Beauty. Spa. Wellness. What is the Next Big Trend for Hotels?
By Laszlo Puczko CEOI & Co-Founder, Health Tourism Worldwide | July 2015
A new upscale hotel development without a spa or wellness centre? Quite probably no. What not that long ago was a differentiating service element now is a basic, entry level service. This is not only true for resorts but also for urban and even business hotels, too. The commodification and standardisation of spas or wellness units is, however, only characterizes the top end of the hotel business. Very rarely one can find a full service spa in a three star property!
One might say that these changes are due to the organic development of the industry. Some others might say that this is little more than repainting the shop window (in many cases). Observing the industry it can be concluded that both opinions are right.
Hotels and resorts started to offer some beauty or salon services such as hairdressing, manicure, pedicure or facials many years ago. This offer was almost exclusively targeting female clientele. Often attracting walk-in guests from the local community, too. The operation of such beauty salons was a relatively easy and straightforward proposition to hoteliers (and for guests).
The next stage of the service development was the introduction of the spa and often independently from the spa a gym. Although it is often assumed that there is a global understanding and agreement about what a spa actually is, this really is not the case. The term spa can represent very different concepts and service offers under the same word. The International Spa Association (ISPA) provides a set of definitions for the various spa forms. Still, there is no global agreement of the meaning and service characteristics of a 'spa'. In several parts of the world a spa does not tend be more than a combination of beauty and body treatments (typically massages). In other countries wet areas, e.g. steam rooms, pools and saunas are typically standard elements of a modern hotel spa.
Many resort hotels developed such variety of services that the spa has become the key selling proposition. Instead of just running a hotel spa, these facilities became spa hotels and resorts. Breath-taking locations such mountains, deserts, coasts or pristine natural setting inspired the development of spa hotels and resorts all around the world. Natural thermal springs or untouched coastal areas provide basis for very special spa hotels and resorts, i.e. thermal spa or thalassotherapy resorts, respectively. Guests in several European countries such as Italy, Germany or Hungary, or France and Greece in terms of thalasso can enjoy the power of nature in specialized spa hotels.
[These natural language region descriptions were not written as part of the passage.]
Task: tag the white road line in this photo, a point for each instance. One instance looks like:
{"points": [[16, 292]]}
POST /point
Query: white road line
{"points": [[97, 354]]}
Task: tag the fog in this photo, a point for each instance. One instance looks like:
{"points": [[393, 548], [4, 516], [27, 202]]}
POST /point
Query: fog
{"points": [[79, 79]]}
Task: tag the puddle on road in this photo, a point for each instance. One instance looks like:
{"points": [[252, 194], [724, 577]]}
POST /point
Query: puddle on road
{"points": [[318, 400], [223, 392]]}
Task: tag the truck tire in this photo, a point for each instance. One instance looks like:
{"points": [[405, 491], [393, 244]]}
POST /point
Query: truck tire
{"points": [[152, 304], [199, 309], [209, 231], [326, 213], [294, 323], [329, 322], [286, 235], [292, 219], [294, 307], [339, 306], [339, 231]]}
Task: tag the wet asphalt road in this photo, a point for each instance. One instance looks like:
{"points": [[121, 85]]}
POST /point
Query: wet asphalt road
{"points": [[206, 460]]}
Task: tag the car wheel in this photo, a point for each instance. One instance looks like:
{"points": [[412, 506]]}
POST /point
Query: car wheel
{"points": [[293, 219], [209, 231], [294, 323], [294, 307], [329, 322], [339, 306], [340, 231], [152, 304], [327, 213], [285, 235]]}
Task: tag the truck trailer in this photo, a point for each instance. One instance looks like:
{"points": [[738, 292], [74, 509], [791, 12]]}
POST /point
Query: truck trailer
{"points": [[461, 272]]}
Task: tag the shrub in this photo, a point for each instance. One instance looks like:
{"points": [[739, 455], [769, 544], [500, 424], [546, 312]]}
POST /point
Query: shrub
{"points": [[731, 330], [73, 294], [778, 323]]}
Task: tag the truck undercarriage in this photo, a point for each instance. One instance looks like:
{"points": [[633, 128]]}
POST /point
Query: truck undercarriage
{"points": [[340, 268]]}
Soon hotel developers and operators started to hire spa consultants and then consequently to bring in specialist spa operators. Operating a spa is often seen as distant from standard hotel management, therefore the involvement of the (outsourced) spa operator seemed to be a good idea. Especially that in house spa management rarely become a favourite department of hotel GMs. Unfortunately, outsourced spa operators infrequently reached the owners ROI objectives and the spa was not considered to be a major revenue source or driver. Furthermore, cross-selling or optimization was practiced at a very low rate.